Thursday, May 07, 2020

Education Brings Enlightenment

During this pandemic crisis we have seen how fragile and vulnerable our world is, We really need to do something radical and fundemental. We need to make the COVID-19 crisis into an opportunity to build a fairer and a sustainable future.

The task of socialists is to win over fellow-workers to the cause of socialist revolution. Socialism will change our way of life. Socialism will be possible only when the workers, those who meet the needs of society, decide that they are determined to lay the living conditions of mankind on a new foundation. The whole future of humanity rests on the emergence of working people as the creative force in society. Socialism meets the desire for freedom innate in every human being. Socialists are not worshippers of violence. Above all do they try to guard against the sporadic, meaningless and inevitably self-defeating insurrections that suffering are likely to prompt. We are aiming at a better, a more human world. The history of mankind can be described as the history of the efforts of communities to free themselves from the constraints always imposed by the necessity of meeting their daily survival needs and reproducing the species. All societies throughout the world are now interdependent.
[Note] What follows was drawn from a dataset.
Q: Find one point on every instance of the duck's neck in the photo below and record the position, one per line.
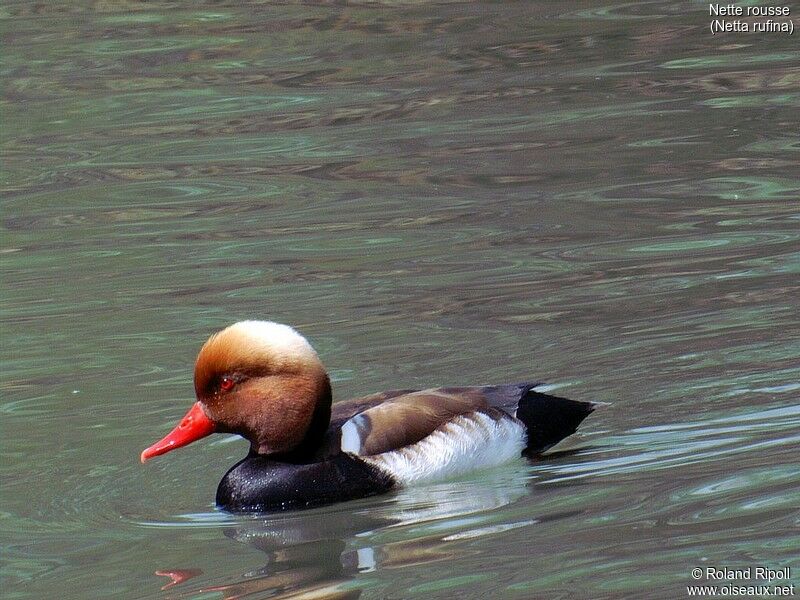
(311, 444)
The socialisation of humanity has reached unprecedented levels. 

Most workers accept capitalism, believe it can’t be changed, and view socialists who want to change it as idealists. Why do workers so often accept reactionary ideas, and how can this change? In feudal society there was a rigid division between lords and serfs. This was therefore generally accepted as natural and inevitable; to use the language of the time, something ‘ordained by God’. Capitalist society is founded on the profit motive – and therefore this is thought of as ‘natural’. In fact such ideas do more than simply reflect society; they justify it. They justify the current class divisions. As socialists put it: ‘the ruling ideas of any age will be the ideas of the ruling class’. If we look at capitalism today we can easily see how this can be so. The ruling class controls the channels for the formation and propagation of ideas: the education system, the press, the television stations and all other means of mass communication, and its ideas are dominant in all these. But the power of ruling-class ideas does not arise simply from a ‘conspiracy’ of rich media moguls, publishers and university professors, ministers and civil servants and so on.

Capitalist ideas seem to make sense because they reflect the world as we experience it. Businesses are run for profit and society is divided into classes – so to believe these things are ‘natural’ and ‘true’ seems simple common sense. If workers do not believe the emancipation of the working class is the act of the working class, then they will look for salvation from above, or, worse still, come to the conclusion that no emancipation is possible at all. If workers lack a socialist analysis of the economic crisis they will accept one or other of the various bourgeois explanations on offer: ‘it’s an act of god’, ‘it’s all the fault of lazy workers’ or ‘powerful trade unions’. At best it’s due to ‘government mismanagement’ and the solution is to elect a better government.